Хохотать можно, только если за это платишь сам. И когда хочешь хохотать, когда все обрыдло и ты идешь развлекаться, и ты благодарен любимому артисту.
Пусть говорит, пусть штаны снимает, пусть похабничает.
Лишь бы не грустить, лишь бы не думать, не вспоминать август.
Хватает всего, Михал Михалыч.
А вы что, не видели людей: палец покажи – обхохочется. И со слезами и с судорогами.
Но предварительно надо сказать: «Граждане, это – комедия».
Люди, может, и сами поймут, но вначале много времени потеряют и актеров обидят лицами…
Или сразу сказать: «Сейчас будет грустное», – чтоб кто-то не захохотал.
Он не тупой, просто он с работы пришел, а не с репетиции.
Он весь день за баранкой, он не обязан с лету раскусить.

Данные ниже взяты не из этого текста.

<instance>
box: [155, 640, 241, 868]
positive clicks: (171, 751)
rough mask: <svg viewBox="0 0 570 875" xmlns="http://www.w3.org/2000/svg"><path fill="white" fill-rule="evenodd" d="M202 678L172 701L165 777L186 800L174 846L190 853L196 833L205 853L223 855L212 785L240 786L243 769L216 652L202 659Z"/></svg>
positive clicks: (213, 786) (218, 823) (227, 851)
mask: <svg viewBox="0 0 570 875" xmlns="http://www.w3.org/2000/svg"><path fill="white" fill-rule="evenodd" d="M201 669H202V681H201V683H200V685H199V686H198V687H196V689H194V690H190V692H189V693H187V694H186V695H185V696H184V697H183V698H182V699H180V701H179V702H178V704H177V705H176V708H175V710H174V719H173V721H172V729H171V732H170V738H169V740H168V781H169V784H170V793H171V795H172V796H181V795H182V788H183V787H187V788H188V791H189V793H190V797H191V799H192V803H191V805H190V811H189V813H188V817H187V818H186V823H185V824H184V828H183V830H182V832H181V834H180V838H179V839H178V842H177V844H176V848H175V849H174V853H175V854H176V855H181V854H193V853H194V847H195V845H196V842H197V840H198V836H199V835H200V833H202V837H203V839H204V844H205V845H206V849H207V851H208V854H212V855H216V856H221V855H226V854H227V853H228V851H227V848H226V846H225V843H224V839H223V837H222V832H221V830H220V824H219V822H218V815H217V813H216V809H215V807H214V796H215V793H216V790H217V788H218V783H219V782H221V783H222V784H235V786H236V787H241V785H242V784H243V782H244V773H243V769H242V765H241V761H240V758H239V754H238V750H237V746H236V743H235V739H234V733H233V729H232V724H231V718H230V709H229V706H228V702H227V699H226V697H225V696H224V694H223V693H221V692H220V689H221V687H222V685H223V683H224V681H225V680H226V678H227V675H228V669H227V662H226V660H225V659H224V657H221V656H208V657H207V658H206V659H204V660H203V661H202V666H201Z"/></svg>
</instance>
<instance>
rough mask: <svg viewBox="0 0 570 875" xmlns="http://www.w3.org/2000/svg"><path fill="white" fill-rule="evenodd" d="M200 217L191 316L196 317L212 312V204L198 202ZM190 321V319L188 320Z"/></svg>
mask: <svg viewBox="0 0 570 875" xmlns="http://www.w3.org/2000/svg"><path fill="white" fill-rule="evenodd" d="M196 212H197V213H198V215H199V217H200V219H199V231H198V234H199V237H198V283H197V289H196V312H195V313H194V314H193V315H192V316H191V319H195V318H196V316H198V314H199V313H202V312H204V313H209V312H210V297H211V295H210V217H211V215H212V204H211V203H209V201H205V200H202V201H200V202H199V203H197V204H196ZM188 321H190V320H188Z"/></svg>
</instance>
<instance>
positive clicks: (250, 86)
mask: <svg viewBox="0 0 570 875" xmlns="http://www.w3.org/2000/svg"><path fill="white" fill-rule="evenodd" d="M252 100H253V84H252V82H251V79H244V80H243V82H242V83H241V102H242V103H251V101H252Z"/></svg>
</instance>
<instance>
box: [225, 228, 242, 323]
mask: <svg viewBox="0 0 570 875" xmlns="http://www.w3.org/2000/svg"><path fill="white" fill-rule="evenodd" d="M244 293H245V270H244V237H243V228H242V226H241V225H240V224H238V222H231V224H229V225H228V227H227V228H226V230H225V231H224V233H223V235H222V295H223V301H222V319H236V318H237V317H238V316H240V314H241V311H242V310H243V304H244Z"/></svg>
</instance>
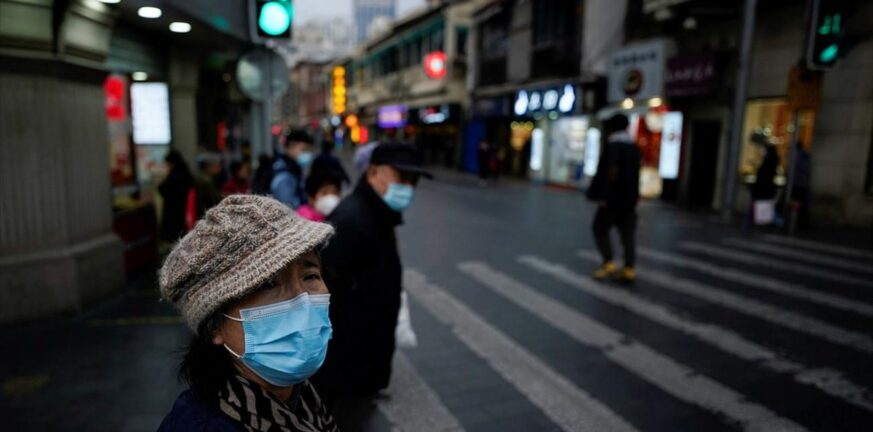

Вы его честно предупредите.
Не стесняйтесь.
Может, жена у него сразу схватила, она посвободней, а он молчит.
И ей за него стыдно.
Она его щипает. А он от щипания еще натужнее становится.
Вы на публику никогда не обижайтесь.
Мало ли кто откуда пришел.
Который с репетиции – врубился сразу.
А тот, кто из операционной – тупо сидит, хоть и хирург.
Он очень хочет посмеяться.
Дайте ему, помогите ему, подскажите ему, повторите ему.
Помедленнее.
Он даже насмешке над собой рад.
Они же вас любят.
Не раздражайтесь.
Тот, кто не смеялся, запомнит ваше слово.
Тот, кто хохотал, запомнит вас.
В зале смеются одинаково, а дома говорят по-разному.
Но как все любят хохотать!
И особенно я, Михал Михалыч.
Я любой повод ищу.
А найдя, хохочу на всю катушку…
Вы ведь тоже, правда, Михал Михалыч?
– Нет. Я как раз люблю плакать, а чуть больше повод – и порыдать. Но что мне делать, если от этого все смеются…
Благодарность
Самое мерзкое чувство – благодарности.
Приходится его чувствовать.
Приходится благодарить.
Действительно – тебе подарили, тебе посвятили, для тебя работали и привезли.
И вот ты, получив эту коробку, ходишь дней десять благодарный. Мерзкое состояние… И надо звонить и отмечаться. Даже если там не хотят, но ты-то благодарен. Ты обязан.
Другое дело – обида, – полная противоположность благодарности.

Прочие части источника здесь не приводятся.